Starring Keir Dullea, Gary Lockwood, William Sylvester, Daniel Richter, Douglas Rain, Leonard Rossiter, Margaret Tyzack, Robert Beatty, Sean Sullivan and Frank Miller. Written by Arthur C. Clarke and Stanley Kubrick. Directed by Stanley Kubrick. Streaming on YouTube, Google Play and Starz. 164 minutes. G

2001: A Space Odyssey


⭐⭐⭐⭐

It was billed as “the ultimate trip,” and the hyperbole is entirely justified, then as now.

Stanley Kubrick’s space opus still seems like the future, more than half a century after release and 19 years after the significant title year. It never gets old and I never tire of seeing it, even after 50-plus viewings.

The film opened my eyes to the power of cinema, and how everything comes together to create a whole that exceeds the sum of its parts, from Douglas Trumbull’s dazzling special effects to the symphonic music by Richard and Johann Strauss and György Ligeti.

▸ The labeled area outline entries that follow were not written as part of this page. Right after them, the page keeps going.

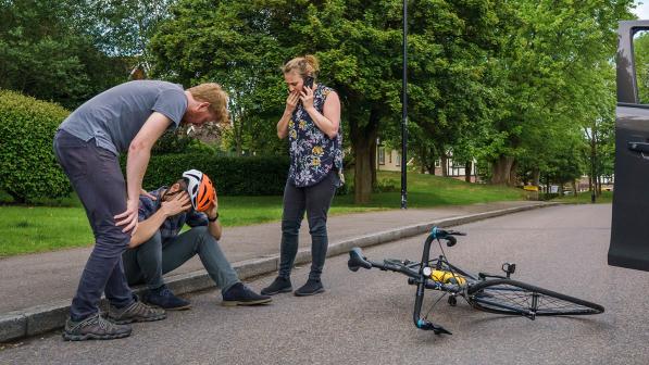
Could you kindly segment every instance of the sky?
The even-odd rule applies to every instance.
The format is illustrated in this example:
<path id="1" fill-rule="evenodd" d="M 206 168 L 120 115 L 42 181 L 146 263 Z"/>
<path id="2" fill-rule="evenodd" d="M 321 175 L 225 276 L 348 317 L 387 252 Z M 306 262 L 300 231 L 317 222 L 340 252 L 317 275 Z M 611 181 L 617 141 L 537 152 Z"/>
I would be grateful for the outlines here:
<path id="1" fill-rule="evenodd" d="M 639 4 L 640 2 L 644 2 L 642 4 Z M 636 3 L 636 9 L 634 10 L 634 13 L 636 15 L 638 15 L 638 18 L 640 20 L 649 20 L 649 0 L 642 0 L 642 1 L 635 1 Z"/>

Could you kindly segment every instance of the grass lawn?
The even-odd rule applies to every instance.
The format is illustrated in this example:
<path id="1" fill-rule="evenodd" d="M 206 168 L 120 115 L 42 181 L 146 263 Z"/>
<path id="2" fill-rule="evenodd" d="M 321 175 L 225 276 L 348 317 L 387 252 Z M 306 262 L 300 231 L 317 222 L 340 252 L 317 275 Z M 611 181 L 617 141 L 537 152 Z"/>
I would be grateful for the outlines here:
<path id="1" fill-rule="evenodd" d="M 351 194 L 337 196 L 330 214 L 399 209 L 400 174 L 382 172 L 379 180 L 382 185 L 394 186 L 396 191 L 374 193 L 372 202 L 364 205 L 353 204 Z M 520 189 L 413 173 L 408 175 L 408 189 L 409 207 L 521 200 L 525 197 Z M 0 202 L 8 200 L 9 197 L 0 193 Z M 37 203 L 47 205 L 0 205 L 0 257 L 91 244 L 92 234 L 76 197 Z M 220 197 L 219 205 L 220 219 L 225 227 L 273 222 L 282 217 L 282 197 Z"/>

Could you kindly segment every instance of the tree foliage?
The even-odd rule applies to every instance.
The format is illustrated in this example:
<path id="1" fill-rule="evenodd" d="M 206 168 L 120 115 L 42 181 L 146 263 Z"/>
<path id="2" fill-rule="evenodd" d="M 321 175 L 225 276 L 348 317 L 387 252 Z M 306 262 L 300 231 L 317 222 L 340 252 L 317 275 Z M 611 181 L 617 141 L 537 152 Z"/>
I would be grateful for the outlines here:
<path id="1" fill-rule="evenodd" d="M 72 192 L 52 152 L 68 112 L 60 105 L 0 90 L 0 189 L 24 203 Z"/>
<path id="2" fill-rule="evenodd" d="M 127 68 L 95 47 L 78 22 L 82 0 L 0 2 L 0 88 L 75 108 L 125 80 Z"/>

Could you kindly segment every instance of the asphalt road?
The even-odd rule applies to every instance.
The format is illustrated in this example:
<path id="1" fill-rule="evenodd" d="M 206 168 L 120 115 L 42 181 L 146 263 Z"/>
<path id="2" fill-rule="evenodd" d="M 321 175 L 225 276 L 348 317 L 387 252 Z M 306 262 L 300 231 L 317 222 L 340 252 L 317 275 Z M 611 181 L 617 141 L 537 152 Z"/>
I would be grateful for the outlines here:
<path id="1" fill-rule="evenodd" d="M 649 273 L 607 266 L 610 219 L 610 205 L 535 210 L 455 227 L 470 236 L 446 249 L 471 270 L 515 262 L 514 278 L 602 304 L 601 315 L 529 320 L 460 301 L 436 306 L 433 320 L 453 332 L 436 336 L 412 325 L 414 287 L 403 276 L 351 273 L 342 255 L 327 261 L 321 295 L 229 309 L 208 291 L 189 297 L 191 311 L 136 324 L 130 338 L 75 343 L 57 332 L 4 345 L 0 364 L 649 364 Z M 365 253 L 419 260 L 423 240 Z M 307 275 L 297 269 L 294 287 Z"/>

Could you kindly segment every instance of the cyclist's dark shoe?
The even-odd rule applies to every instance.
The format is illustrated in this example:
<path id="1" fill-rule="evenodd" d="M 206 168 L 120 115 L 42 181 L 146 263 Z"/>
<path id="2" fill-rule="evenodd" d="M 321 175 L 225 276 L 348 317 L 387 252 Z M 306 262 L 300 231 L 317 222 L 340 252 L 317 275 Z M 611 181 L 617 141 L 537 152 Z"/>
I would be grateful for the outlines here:
<path id="1" fill-rule="evenodd" d="M 111 305 L 108 318 L 117 325 L 134 322 L 152 322 L 166 318 L 164 310 L 149 306 L 138 300 L 123 309 Z"/>
<path id="2" fill-rule="evenodd" d="M 290 285 L 290 278 L 285 278 L 278 276 L 275 278 L 270 286 L 263 288 L 261 290 L 262 295 L 275 295 L 280 292 L 290 292 L 292 291 L 292 286 Z"/>
<path id="3" fill-rule="evenodd" d="M 308 297 L 317 294 L 324 291 L 322 281 L 320 279 L 309 279 L 300 289 L 296 290 L 297 297 Z"/>
<path id="4" fill-rule="evenodd" d="M 241 282 L 237 282 L 223 293 L 221 304 L 225 306 L 255 305 L 269 303 L 270 301 L 272 301 L 270 295 L 260 295 Z"/>
<path id="5" fill-rule="evenodd" d="M 191 307 L 189 301 L 174 295 L 166 286 L 151 290 L 147 297 L 145 297 L 145 302 L 166 311 L 182 311 Z"/>
<path id="6" fill-rule="evenodd" d="M 130 336 L 129 325 L 115 325 L 99 313 L 79 322 L 67 319 L 63 330 L 66 341 L 112 340 Z"/>

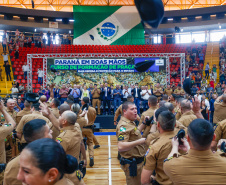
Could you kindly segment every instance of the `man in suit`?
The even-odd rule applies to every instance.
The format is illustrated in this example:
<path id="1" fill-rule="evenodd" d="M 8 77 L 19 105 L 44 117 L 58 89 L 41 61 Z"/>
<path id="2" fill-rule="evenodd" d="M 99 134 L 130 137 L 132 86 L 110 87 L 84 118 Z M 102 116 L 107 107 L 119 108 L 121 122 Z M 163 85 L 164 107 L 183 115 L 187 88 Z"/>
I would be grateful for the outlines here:
<path id="1" fill-rule="evenodd" d="M 104 84 L 104 87 L 101 88 L 102 98 L 103 98 L 103 114 L 106 114 L 106 103 L 108 105 L 108 114 L 111 114 L 111 88 L 108 87 L 108 83 Z"/>
<path id="2" fill-rule="evenodd" d="M 138 83 L 135 83 L 135 88 L 131 91 L 133 97 L 134 97 L 134 103 L 137 106 L 137 114 L 140 114 L 140 93 L 141 89 L 138 88 Z"/>
<path id="3" fill-rule="evenodd" d="M 60 92 L 59 86 L 56 85 L 56 88 L 53 89 L 54 98 L 59 98 L 59 92 Z"/>

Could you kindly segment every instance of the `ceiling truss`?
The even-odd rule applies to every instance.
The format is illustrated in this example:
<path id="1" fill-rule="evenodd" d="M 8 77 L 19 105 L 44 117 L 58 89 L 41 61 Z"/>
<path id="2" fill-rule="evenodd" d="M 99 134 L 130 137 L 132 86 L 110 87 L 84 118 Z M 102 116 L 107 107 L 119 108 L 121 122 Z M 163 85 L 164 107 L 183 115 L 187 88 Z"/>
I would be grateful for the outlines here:
<path id="1" fill-rule="evenodd" d="M 226 4 L 226 0 L 162 0 L 165 10 L 203 8 Z M 35 9 L 73 11 L 73 5 L 134 6 L 134 0 L 34 0 Z M 32 8 L 31 0 L 0 0 L 1 6 Z"/>

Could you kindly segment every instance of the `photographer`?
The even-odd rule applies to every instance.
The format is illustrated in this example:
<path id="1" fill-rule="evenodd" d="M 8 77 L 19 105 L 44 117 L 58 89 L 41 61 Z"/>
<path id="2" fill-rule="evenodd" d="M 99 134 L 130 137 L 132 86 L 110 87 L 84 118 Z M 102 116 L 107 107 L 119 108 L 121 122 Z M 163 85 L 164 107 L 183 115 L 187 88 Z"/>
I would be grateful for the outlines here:
<path id="1" fill-rule="evenodd" d="M 174 128 L 176 118 L 170 111 L 163 111 L 159 114 L 157 128 L 159 137 L 155 142 L 150 144 L 149 150 L 146 153 L 146 163 L 144 164 L 141 173 L 141 183 L 149 185 L 151 175 L 156 172 L 156 180 L 152 180 L 152 185 L 172 184 L 171 180 L 163 171 L 163 161 L 169 155 L 172 144 L 171 138 L 176 135 Z"/>
<path id="2" fill-rule="evenodd" d="M 149 109 L 147 111 L 145 111 L 145 112 L 142 113 L 141 118 L 140 118 L 139 125 L 142 124 L 142 122 L 144 121 L 144 118 L 146 116 L 152 117 L 154 115 L 154 111 L 157 109 L 157 102 L 158 102 L 158 99 L 155 96 L 153 96 L 153 95 L 151 95 L 148 98 L 148 106 L 149 106 Z M 145 128 L 142 137 L 145 137 L 145 138 L 147 137 L 147 135 L 149 134 L 150 128 L 151 128 L 151 126 L 147 126 Z"/>
<path id="3" fill-rule="evenodd" d="M 164 162 L 164 172 L 174 185 L 225 184 L 226 158 L 212 153 L 210 146 L 214 139 L 212 124 L 204 119 L 190 123 L 183 145 L 179 145 L 178 139 L 172 139 L 173 147 Z M 188 154 L 178 157 L 178 149 Z"/>
<path id="4" fill-rule="evenodd" d="M 1 123 L 1 126 L 0 126 L 0 135 L 1 135 L 0 137 L 0 151 L 1 151 L 0 152 L 0 184 L 1 184 L 3 181 L 4 164 L 6 163 L 5 139 L 13 131 L 14 127 L 16 126 L 16 122 L 13 120 L 13 118 L 5 109 L 2 101 L 0 102 L 0 111 L 6 122 L 5 124 Z"/>

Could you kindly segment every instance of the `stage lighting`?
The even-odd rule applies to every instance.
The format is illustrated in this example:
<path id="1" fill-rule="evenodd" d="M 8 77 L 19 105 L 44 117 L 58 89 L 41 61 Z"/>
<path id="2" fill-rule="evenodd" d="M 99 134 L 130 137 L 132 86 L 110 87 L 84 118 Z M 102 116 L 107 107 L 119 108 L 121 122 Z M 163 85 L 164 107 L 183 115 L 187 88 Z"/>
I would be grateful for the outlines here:
<path id="1" fill-rule="evenodd" d="M 34 9 L 35 8 L 34 0 L 31 0 L 31 5 L 32 5 L 32 8 Z"/>
<path id="2" fill-rule="evenodd" d="M 179 28 L 178 26 L 175 26 L 174 29 L 175 29 L 175 32 L 176 32 L 176 33 L 179 33 L 179 32 L 180 32 L 180 28 Z"/>

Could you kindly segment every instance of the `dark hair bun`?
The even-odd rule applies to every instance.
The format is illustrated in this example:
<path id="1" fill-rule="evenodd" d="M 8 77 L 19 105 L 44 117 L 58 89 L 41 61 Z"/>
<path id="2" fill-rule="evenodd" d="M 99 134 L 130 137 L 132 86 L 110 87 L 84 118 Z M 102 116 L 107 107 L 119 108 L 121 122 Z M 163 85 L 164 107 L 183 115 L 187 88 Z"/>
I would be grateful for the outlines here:
<path id="1" fill-rule="evenodd" d="M 78 170 L 78 160 L 72 155 L 67 155 L 65 161 L 65 173 L 71 174 L 76 170 Z"/>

I first saw "2001" with my father on Jan. 22, 1969, my 13th birthday, at Toronto’s late lamented Glendale Theatre on Avenue Rd., then the place to go to see a film in the giant curved-screen Cinerama format of the day.

I was enchanted. Dad was baffled, but curious. He was in the majority of "2001" viewers who wondered how to connect the dots of a mind-blowing narrative that jumps from man-ape battles at the dawn of humankind to astronaut adventures en route to Jupiter in the 21st century, with a warning about the dangers of technology along the way.

I admit it took me years and many viewings to really figure out the link: mysterious black monoliths appearing at various stages of the film represent an advanced alien race that is nudging dimwitted

earthlings toward the future. Kubrick co-wrote "200" with author Arthur C. Clarke, loosely basing it on Clarke’s 1951 short story "The Sentinel," about the discovery on Earth’s moon of a large artifact left by ancient extraterrestrials.

The monolith as manifest destiny is obvious but also subconscious, like the film’s famous “match cut” of a newly enlightened ape known as Moonwatcher throwing a bone into the sky, which leaps across millennia to become a space warship circling Earth.

We will soon meet Dr. Heywood Floyd (William Sylvester), an itinerant scientist visiting the moon on a top-secret mission, Jupiter-bound astronauts Dr. Dave Bowman (Keir Dullea) and Dr. Frank Poole (Gary Lockwood), and moviedom’s most marvellous head case, a disturbed super computer named HAL 9000 (voiced by Douglas Rain).

Despite all the advances in image technology and space science since the film’s 1968 unveiling — men have since walked on the moon and robots have rolled on Mars — "2001: A Space Odyssey" retains its power to fill your mind with mystery and wonder, your head forever tilted skywards.